The article comes as a row over how to administer the vaccines continues to heat up.

Earlier this month, French president Emanuel Marcon questioned the UK's strategy of giving over-65s access to the Oxford-AstraZeneca jab after claiming it had little efficacy for that age group - a remark echoed by a German newspaper.

Just last month, the EU Commission had threatened to impose a ban on vaccines produced in the EU from being exported to Britain but was forced to climb down after worries the move could jeopardise peace and stability in Northern Ireland.
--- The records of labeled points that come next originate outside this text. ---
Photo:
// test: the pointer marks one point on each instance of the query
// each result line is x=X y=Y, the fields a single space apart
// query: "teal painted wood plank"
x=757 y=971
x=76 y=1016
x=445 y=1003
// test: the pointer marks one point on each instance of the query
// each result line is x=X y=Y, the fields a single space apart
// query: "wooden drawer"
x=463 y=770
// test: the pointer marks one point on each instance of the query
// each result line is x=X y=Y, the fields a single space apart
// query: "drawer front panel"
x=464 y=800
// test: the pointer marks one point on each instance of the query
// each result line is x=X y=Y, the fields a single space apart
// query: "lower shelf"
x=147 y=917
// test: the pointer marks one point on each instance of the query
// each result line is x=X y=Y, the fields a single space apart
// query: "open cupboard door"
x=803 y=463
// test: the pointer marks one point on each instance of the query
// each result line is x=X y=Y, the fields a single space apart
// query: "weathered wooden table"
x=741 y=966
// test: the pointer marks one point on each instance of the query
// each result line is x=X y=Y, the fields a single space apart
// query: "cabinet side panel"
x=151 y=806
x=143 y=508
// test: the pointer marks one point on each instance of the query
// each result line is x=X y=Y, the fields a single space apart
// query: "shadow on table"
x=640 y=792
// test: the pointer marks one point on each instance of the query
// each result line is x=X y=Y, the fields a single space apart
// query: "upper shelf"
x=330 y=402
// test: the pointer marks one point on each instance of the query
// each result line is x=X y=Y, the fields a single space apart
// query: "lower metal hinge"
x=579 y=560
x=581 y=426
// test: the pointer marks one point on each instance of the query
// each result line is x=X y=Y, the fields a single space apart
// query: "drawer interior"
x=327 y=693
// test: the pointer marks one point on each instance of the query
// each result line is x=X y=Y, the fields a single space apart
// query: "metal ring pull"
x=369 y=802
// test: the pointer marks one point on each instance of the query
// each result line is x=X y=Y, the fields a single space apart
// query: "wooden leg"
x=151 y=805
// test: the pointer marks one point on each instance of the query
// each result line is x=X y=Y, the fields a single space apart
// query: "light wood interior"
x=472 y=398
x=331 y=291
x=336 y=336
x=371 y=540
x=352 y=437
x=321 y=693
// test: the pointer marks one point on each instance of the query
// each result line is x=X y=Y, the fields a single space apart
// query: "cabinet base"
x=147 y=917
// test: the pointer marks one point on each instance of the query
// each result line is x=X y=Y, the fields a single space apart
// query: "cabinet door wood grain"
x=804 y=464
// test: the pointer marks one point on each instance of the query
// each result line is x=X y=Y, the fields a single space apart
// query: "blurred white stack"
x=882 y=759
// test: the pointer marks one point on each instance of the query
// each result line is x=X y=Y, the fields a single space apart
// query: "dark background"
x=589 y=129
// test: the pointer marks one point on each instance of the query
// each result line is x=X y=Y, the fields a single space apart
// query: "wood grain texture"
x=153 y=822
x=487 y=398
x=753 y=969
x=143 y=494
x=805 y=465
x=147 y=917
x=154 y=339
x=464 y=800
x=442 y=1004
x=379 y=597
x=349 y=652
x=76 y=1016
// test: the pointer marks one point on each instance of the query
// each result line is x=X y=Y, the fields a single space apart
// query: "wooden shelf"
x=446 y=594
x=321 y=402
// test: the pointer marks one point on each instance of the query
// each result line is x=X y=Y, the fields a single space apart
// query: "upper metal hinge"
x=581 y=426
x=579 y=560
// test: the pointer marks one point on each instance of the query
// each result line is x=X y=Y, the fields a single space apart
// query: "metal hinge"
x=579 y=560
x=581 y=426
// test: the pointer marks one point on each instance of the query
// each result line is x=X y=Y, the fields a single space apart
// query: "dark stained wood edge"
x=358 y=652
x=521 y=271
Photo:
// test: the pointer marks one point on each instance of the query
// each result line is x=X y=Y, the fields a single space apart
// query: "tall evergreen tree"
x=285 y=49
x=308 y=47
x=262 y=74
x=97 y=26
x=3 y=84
Taking to Twitter, Alastair Thompson wrote: "This article is trash. First, it says 'you need two vaccines to be fully effective' - but it doesn't mention anywhere the WHO (World Health Organisation) endorsed the strategy of delaying the second, or 90% of the effectiveness comes from the first."

David Goodhart posted: "This is a lovely example of what is called motivated reasoning, maybe clutching at straws is more accurate."

Greg Wynne added: "Even Guy Verhofstadt, the federalist's federalist, has admitted the EU got this wrong. Can we not just be happy the UK did well?"

Others defended the article. Rhys Bucknall-Williams, a communications manager, wrote: "In the race for COVID vaccines, yes, the UK won the sprint. But the EU may yet win the marathon."

Max Bailey added: "We will see after the pandemic who came out best."